Harvard research gives new model to create Parkinson’s disease in a petri dish using stem cells
This new model is expected to speed up treatment for Parkinson’s and also could result in personalized models to diagnose and treat this disease.
Researchers at Harvard-affiliated Brigham and Women’s Hospital have come up with a new model that allows to rapidly create Parkinson’s disease in a petri dish using stem cells. This can lead to new personalized methods of diagnosis and treatment.
Senior author Vikram Khurana, chief of the Movement Disorders Division at BWH and principal investigator within the Ann Romney Center for Neurologic Diseases at BWH said “We sought to assess how quickly we could make human brain cells in the lab that give us a window into key processes occurring in the brains of patients with Parkinson’s disease and related disorders like multiple system atrophy and Lewy body dementia."
“And, unlike previous models, we wanted to do this in a short enough timeframe for these models to be useful for high-throughput genetic and drug screens and easy enough for many labs to use across academia and industry," added Vikram Khurana.
More Details
Parkinson’s disease is a degenerative brain condition and is progressive in nature. The patients often struggle with tremors, speech impairment, slowed movement and other health complications. Similar to other neurodegenerative conditions, it also causes protein build-up in neurons which leads to impaired cell function and protein misfolding. The current available treatments work on symptoms but not on the root cause of the protein misfolding.

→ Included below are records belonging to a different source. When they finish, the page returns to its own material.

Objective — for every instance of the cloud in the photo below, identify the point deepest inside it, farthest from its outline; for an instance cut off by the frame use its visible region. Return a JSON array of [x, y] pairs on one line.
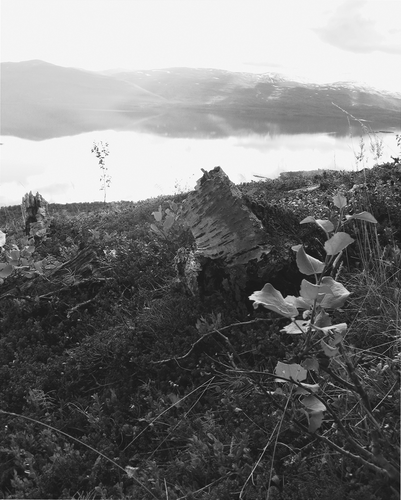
[[363, 27]]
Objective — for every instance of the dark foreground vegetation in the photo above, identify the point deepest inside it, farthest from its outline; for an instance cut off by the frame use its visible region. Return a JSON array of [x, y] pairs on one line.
[[117, 381]]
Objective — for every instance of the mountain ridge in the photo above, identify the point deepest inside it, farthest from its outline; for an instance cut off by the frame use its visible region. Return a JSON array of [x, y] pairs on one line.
[[42, 100]]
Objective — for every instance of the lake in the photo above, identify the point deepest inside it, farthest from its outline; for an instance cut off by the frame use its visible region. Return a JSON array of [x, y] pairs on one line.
[[144, 165]]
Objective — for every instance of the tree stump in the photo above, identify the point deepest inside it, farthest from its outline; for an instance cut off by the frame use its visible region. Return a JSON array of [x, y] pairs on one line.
[[35, 214], [222, 225]]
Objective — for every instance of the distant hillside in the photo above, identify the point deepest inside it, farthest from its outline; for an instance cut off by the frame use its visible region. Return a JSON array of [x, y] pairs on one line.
[[42, 100]]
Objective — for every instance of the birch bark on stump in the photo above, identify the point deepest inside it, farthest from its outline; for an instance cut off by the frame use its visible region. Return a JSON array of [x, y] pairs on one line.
[[221, 223], [34, 211]]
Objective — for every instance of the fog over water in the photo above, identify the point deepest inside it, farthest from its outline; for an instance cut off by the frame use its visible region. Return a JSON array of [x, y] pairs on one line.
[[144, 165]]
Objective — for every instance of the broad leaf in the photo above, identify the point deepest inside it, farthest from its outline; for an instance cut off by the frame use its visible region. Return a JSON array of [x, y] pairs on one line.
[[315, 420], [340, 201], [306, 264], [329, 351], [272, 299], [312, 403], [325, 224], [169, 221], [339, 294], [296, 327], [5, 270], [297, 302], [322, 319], [337, 243], [366, 216], [158, 215], [307, 388], [310, 292], [293, 372], [311, 364]]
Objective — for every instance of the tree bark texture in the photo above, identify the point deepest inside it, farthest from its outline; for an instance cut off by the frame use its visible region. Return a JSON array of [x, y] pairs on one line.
[[221, 223]]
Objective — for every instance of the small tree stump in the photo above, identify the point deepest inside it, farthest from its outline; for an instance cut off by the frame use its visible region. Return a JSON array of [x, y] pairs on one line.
[[221, 223], [35, 214]]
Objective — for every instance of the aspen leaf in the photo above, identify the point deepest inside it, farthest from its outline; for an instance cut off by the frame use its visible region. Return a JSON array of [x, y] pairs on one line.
[[272, 299], [337, 243]]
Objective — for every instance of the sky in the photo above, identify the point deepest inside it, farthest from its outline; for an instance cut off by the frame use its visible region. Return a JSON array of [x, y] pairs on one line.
[[320, 41], [316, 40]]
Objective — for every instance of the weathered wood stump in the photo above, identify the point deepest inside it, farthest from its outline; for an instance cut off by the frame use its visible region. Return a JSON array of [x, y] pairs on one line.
[[221, 223], [35, 214], [235, 250]]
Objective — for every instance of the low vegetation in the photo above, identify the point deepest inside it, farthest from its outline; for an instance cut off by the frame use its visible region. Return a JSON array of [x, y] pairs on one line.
[[118, 381]]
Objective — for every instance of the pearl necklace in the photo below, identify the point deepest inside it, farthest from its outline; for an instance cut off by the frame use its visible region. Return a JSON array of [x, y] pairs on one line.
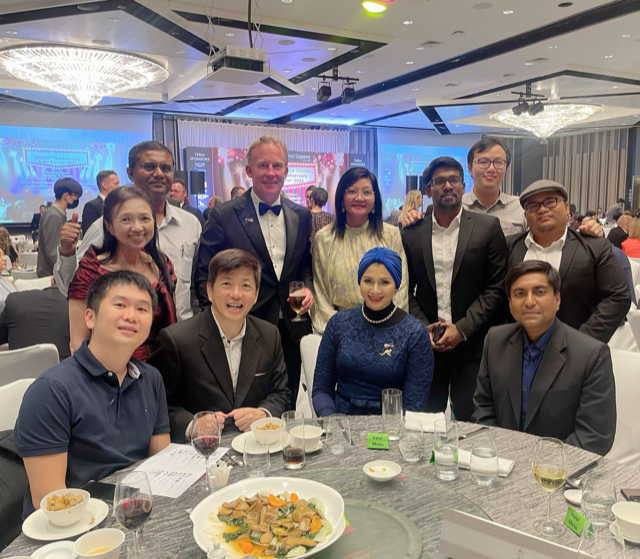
[[378, 321]]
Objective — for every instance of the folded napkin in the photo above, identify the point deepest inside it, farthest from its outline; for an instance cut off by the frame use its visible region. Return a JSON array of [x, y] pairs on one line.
[[426, 419], [504, 465]]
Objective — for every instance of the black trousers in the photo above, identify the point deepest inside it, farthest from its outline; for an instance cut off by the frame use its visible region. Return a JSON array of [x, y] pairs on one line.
[[292, 360]]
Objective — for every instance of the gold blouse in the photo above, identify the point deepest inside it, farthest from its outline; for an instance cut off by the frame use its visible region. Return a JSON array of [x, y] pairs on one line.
[[335, 269]]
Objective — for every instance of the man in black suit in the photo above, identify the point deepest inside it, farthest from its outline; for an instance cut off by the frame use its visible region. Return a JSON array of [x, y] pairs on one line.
[[595, 294], [180, 193], [221, 359], [36, 317], [93, 209], [457, 263], [541, 376], [276, 231]]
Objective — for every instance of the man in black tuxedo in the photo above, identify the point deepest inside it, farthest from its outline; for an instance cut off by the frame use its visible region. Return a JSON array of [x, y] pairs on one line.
[[541, 376], [276, 231], [595, 295], [93, 209], [221, 359], [457, 263]]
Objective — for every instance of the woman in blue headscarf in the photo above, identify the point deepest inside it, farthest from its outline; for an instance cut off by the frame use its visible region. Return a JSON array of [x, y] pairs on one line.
[[373, 346]]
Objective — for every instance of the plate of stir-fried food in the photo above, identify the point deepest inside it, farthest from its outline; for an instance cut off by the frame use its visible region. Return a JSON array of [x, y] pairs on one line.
[[270, 517]]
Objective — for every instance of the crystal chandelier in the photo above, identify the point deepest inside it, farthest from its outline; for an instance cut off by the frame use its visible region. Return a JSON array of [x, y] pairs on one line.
[[83, 75], [554, 117]]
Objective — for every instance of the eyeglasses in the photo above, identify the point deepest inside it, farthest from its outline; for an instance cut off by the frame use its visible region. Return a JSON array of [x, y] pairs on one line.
[[151, 168], [452, 180], [498, 164], [533, 207]]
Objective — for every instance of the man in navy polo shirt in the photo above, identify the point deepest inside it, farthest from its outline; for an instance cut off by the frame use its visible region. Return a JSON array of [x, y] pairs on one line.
[[99, 410]]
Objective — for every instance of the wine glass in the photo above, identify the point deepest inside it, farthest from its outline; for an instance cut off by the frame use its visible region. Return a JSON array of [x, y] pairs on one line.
[[296, 296], [133, 502], [550, 471], [205, 436]]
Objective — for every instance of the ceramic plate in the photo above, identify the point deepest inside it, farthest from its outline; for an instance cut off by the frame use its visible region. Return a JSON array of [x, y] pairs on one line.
[[38, 527]]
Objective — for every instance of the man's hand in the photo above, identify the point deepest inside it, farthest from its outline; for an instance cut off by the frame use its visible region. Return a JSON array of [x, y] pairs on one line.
[[411, 218], [69, 236], [244, 417]]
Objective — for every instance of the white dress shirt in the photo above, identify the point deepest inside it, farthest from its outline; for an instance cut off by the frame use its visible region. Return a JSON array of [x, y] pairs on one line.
[[178, 237], [444, 244], [551, 254]]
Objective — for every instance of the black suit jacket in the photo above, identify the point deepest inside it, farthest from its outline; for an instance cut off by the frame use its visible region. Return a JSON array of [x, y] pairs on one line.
[[477, 284], [594, 295], [36, 317], [234, 224], [573, 394], [192, 360], [93, 211]]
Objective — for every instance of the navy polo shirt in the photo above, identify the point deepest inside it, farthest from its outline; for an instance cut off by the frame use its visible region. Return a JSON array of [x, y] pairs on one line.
[[79, 407]]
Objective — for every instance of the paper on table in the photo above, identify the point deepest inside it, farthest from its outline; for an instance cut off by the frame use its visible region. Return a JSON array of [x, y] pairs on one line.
[[175, 469]]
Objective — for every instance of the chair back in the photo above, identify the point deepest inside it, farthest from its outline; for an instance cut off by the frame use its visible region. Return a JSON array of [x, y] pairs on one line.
[[27, 363], [626, 446]]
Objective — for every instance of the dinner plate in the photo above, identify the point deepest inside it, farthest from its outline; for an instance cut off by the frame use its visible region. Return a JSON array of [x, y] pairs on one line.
[[238, 443], [38, 527], [205, 531]]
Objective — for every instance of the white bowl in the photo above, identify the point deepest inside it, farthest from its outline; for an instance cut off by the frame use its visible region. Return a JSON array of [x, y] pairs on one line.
[[110, 538], [382, 470], [627, 516], [272, 435], [69, 516]]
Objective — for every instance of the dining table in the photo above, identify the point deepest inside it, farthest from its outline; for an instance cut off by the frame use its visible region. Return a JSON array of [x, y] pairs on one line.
[[397, 519]]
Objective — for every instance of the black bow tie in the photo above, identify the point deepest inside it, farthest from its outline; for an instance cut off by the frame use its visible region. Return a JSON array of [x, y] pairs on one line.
[[264, 208]]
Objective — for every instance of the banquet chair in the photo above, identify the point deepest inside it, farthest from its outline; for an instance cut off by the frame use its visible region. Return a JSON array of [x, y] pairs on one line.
[[309, 346], [626, 446], [27, 362]]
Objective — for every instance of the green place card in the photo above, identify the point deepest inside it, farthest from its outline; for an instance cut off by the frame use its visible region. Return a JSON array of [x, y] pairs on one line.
[[379, 441], [574, 520]]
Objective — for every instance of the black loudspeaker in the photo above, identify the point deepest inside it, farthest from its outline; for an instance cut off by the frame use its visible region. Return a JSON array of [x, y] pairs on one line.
[[412, 182], [197, 182]]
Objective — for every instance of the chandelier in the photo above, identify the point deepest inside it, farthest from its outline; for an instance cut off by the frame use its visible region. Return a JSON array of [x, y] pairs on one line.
[[554, 117], [83, 75]]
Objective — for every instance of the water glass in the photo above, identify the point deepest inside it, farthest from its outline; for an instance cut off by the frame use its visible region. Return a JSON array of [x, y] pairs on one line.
[[411, 440], [257, 460], [445, 452], [484, 461], [392, 412], [338, 433], [598, 496]]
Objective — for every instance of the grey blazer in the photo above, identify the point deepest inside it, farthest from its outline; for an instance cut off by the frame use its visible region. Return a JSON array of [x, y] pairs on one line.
[[572, 396]]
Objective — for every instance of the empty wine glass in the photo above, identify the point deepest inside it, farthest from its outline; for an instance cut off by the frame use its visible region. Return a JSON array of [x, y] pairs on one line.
[[133, 502]]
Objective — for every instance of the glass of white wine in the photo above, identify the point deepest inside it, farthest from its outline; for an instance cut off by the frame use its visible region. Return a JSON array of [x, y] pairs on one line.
[[550, 471]]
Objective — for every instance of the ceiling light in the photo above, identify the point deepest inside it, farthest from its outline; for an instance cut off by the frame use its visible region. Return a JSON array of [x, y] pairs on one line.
[[83, 75], [554, 117]]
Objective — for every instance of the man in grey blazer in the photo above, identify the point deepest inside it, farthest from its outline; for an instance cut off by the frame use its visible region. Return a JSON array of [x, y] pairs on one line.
[[541, 376], [222, 359]]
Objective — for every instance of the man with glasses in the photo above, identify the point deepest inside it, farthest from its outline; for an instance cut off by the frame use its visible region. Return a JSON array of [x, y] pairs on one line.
[[457, 263], [150, 168], [594, 294]]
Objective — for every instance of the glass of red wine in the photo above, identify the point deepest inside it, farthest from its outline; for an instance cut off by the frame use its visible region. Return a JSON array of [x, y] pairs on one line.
[[205, 436], [133, 502]]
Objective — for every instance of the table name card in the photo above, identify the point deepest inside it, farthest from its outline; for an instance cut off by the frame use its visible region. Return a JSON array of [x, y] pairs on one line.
[[379, 441]]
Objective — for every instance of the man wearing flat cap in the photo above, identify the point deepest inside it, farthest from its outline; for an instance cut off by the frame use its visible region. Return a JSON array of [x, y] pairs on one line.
[[594, 294]]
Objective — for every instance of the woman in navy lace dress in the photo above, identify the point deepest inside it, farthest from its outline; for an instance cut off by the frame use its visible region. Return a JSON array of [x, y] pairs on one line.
[[372, 347]]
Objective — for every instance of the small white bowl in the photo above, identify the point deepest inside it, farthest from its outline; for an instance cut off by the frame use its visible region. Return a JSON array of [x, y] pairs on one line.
[[69, 516], [272, 435], [627, 516], [105, 537], [382, 470]]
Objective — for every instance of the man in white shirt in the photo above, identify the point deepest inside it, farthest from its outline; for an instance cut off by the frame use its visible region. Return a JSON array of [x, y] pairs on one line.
[[150, 168]]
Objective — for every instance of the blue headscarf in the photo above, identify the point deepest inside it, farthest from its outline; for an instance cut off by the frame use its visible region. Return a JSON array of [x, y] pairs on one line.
[[388, 258]]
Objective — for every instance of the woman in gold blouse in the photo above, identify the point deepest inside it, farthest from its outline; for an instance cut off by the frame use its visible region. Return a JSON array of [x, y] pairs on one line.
[[339, 247]]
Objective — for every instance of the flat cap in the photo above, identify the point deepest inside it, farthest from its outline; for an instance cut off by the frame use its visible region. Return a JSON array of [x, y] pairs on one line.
[[543, 186]]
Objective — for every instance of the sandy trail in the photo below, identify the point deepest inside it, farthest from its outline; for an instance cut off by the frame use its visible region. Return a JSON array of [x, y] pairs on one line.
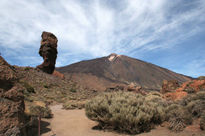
[[72, 123], [75, 123]]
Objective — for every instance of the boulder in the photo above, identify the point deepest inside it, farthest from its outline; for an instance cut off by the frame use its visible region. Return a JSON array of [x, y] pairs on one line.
[[11, 102], [169, 86], [48, 51]]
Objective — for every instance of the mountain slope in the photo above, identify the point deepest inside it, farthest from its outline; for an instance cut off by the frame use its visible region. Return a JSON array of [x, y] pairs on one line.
[[119, 69]]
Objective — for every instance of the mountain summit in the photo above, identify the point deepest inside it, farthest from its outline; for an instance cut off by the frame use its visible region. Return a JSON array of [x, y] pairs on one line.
[[115, 69]]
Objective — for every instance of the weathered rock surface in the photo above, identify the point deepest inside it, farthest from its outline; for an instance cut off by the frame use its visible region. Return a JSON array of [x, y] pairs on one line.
[[48, 51], [169, 86], [11, 102]]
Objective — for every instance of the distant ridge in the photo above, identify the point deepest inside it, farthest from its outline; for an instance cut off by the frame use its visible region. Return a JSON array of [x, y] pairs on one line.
[[115, 69]]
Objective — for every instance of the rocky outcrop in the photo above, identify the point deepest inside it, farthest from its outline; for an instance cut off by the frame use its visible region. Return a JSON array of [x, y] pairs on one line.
[[169, 86], [58, 74], [11, 102], [48, 51]]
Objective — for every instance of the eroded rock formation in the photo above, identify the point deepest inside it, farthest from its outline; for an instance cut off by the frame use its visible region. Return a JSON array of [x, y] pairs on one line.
[[11, 102], [169, 86], [48, 51]]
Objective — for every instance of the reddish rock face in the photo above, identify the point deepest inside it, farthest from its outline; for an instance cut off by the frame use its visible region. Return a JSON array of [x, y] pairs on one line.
[[11, 102], [48, 51], [169, 86]]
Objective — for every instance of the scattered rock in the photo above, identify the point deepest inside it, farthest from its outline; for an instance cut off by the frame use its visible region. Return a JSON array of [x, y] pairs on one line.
[[58, 74], [48, 51], [169, 86], [11, 102]]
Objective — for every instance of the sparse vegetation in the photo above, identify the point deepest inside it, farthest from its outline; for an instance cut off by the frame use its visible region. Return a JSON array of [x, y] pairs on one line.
[[69, 105], [28, 87], [178, 117], [38, 108], [126, 111]]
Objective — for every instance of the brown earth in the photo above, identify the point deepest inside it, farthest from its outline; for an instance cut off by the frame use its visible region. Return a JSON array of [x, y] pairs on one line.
[[75, 123], [102, 73], [12, 107]]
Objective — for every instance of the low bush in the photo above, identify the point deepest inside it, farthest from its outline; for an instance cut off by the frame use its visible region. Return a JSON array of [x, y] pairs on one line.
[[178, 117], [73, 105], [126, 111], [37, 108], [44, 112]]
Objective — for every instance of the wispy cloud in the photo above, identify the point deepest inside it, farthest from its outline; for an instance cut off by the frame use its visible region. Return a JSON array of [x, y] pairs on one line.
[[96, 28]]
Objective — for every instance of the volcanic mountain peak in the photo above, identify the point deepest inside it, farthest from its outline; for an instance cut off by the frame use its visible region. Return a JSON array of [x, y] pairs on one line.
[[104, 72], [113, 56]]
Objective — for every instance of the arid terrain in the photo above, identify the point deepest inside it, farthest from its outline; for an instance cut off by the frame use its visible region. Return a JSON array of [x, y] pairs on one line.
[[77, 124], [67, 107]]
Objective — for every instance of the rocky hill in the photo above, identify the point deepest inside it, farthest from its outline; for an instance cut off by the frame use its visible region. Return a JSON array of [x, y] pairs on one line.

Khurana added, “The problem is that the way protein clusters form in PD looks different in different patients, and even in different brain cells of the same patient. This begs the question: How do we model this complexity in the dish? And how do we do it fast enough for it to be practical for diagnostics and drug discovery?”
co-first author Alain Ndayisaba said, “In one key application, we are utilizing this technology to identify candidate radiotracer molecules to help us visualize alpha-synuclein aggregation pathologies in the brains of living patients we see in the clinic."
Co-first author Isabel Lam said, “This technology will pave the way for rapidly developing ‘personalized stem cell models’ from individual patients. These models are already being used to efficiently test new diagnostic and treatment strategies ‘in a dish’ before jumping into clinical trials so we target the right drug to the right patient."